Five companies are eligible to compete - the Hungarian-based Argus, Canada's Gardaworld, British firms G4S and Page Group, and French company Geos - after getting on an EEAS private security shortlist last year.

The tender also stipulates applicants must present "an official document issued from the competent Afghan authority that certifies that the company is entitled to operate security services in Afghanistan" before the contract is signed.

It must also "be compliant with the Karzai decree concerning private security companies in Afghanistan (Presidential Decree 62)," referring to a ruling by Afghan leader Hamid Karzai in 2010 regulating the sector.

The EEAS has faced criticism for its handling of a recent tender on Libya after it signed a €10 million contract with G4S despite the fact it does not have permission from Libya's post-war authority, the National Transitional Council (NTC), to operate on its territory. The EEAS says it does not need permission. But the NTC says it does.

The legal situation in Afghanistan creates room for confusion.

Decree 62 initially envisaged booting out all private security firms after a series of scandals. President Karzai later allowed derogations for embassy security and kept postponing the deadline for implementation, with the EEAS currently unsure if it is in force yet or not.

The EU compound in Kabul is home to around 75 people when it is fully staffed. Talks are ongoing to bunch up with the Kabul embassies of a number of smaller EU countries in future to save money.

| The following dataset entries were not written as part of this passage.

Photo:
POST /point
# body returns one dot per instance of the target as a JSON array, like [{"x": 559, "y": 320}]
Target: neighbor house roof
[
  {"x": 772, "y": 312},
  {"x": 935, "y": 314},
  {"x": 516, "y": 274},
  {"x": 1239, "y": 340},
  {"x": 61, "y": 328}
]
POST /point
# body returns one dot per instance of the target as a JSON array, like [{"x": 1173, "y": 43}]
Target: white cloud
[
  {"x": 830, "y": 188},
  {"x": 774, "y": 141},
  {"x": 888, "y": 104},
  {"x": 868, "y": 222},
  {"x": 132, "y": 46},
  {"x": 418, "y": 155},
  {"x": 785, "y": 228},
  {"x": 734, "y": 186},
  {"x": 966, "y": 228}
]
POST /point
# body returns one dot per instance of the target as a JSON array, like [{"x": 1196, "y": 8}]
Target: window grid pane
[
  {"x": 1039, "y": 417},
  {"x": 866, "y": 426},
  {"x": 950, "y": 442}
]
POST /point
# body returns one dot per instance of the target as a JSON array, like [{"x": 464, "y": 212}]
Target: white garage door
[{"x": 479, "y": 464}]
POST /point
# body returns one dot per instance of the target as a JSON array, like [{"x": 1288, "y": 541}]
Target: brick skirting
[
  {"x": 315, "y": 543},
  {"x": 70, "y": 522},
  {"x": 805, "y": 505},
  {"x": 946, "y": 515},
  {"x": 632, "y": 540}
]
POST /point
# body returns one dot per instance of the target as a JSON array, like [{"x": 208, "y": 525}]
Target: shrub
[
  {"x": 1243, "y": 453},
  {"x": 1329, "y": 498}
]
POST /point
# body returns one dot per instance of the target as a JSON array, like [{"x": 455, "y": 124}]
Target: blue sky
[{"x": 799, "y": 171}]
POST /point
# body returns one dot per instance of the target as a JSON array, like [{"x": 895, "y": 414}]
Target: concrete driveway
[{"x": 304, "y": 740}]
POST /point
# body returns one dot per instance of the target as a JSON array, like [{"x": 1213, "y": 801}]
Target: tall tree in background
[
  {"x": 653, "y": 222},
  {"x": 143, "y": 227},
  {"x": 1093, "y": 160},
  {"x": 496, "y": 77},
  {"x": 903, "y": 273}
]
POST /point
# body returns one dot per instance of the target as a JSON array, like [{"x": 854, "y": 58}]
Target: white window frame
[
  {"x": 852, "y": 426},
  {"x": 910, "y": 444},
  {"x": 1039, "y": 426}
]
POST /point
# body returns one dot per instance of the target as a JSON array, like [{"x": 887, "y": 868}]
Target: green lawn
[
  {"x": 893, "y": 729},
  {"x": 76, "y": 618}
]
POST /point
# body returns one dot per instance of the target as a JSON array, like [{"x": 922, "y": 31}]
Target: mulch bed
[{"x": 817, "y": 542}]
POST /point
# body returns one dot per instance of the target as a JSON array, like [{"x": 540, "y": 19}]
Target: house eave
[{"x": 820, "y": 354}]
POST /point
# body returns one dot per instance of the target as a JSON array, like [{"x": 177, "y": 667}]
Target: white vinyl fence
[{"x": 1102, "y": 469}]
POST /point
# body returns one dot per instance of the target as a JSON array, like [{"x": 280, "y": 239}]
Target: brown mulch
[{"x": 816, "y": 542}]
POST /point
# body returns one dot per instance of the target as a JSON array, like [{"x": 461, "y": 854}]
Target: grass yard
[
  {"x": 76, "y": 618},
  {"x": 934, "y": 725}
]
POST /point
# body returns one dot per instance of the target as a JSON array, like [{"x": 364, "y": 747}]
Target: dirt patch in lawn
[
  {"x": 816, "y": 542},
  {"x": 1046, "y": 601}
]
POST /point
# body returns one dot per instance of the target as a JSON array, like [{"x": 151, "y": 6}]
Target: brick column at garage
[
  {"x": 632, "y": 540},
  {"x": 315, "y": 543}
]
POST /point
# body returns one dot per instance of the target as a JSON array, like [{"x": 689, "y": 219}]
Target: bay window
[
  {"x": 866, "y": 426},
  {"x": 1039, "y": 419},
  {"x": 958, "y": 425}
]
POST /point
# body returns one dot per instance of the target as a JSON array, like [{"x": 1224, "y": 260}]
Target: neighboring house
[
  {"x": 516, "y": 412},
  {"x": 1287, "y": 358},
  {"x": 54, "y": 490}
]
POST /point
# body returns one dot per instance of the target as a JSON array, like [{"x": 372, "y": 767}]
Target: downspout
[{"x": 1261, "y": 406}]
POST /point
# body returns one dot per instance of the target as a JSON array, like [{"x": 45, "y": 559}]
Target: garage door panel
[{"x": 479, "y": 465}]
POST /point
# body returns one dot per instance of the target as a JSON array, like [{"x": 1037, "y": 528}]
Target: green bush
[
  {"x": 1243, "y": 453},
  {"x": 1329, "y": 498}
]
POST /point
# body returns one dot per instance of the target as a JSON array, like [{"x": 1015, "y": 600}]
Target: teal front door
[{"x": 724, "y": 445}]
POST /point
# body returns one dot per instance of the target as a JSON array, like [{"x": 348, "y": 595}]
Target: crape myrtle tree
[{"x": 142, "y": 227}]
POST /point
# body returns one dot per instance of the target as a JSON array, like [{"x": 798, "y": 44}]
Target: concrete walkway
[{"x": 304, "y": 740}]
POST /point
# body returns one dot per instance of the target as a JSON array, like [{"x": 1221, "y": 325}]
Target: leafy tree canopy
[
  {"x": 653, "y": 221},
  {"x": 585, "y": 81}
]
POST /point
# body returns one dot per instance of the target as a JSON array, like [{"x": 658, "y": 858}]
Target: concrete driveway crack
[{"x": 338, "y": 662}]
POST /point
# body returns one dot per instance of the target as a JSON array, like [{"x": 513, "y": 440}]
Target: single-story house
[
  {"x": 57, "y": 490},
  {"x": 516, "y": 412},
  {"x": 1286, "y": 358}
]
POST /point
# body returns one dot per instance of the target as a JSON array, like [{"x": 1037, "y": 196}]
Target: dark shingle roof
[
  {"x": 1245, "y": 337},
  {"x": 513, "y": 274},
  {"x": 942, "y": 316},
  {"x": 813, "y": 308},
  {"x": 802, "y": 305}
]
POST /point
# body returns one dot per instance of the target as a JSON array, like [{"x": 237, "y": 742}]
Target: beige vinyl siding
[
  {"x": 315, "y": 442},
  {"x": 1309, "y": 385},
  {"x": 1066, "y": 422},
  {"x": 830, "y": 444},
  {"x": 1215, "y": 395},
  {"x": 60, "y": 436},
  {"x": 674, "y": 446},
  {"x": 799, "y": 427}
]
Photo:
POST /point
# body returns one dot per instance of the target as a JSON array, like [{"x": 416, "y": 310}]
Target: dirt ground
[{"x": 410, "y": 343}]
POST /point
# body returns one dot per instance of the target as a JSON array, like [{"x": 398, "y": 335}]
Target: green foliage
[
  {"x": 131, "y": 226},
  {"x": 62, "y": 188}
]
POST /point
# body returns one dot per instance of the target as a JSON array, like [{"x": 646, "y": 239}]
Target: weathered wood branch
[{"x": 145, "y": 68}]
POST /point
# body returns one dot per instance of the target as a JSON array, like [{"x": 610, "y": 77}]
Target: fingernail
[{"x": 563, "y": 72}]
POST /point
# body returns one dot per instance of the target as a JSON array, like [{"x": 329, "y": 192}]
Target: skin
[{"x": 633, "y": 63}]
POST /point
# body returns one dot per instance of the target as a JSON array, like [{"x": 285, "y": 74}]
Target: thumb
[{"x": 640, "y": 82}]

The delegation is currently guarded by Page Group, which employs Gurkhas - Nepalese-origin former soldiers who are respected by EU security chiefs for their "consistency" - the ability to maintain vigilance at a lookout post for hours on end whether in minus-20-degrees-Celsius Kabul winters or plus-45-degree summers.

Foreign companies and embassies were aghast at the original form of the Karzai decree after a number of incidents in which locally-hired security staff attacked their own employers.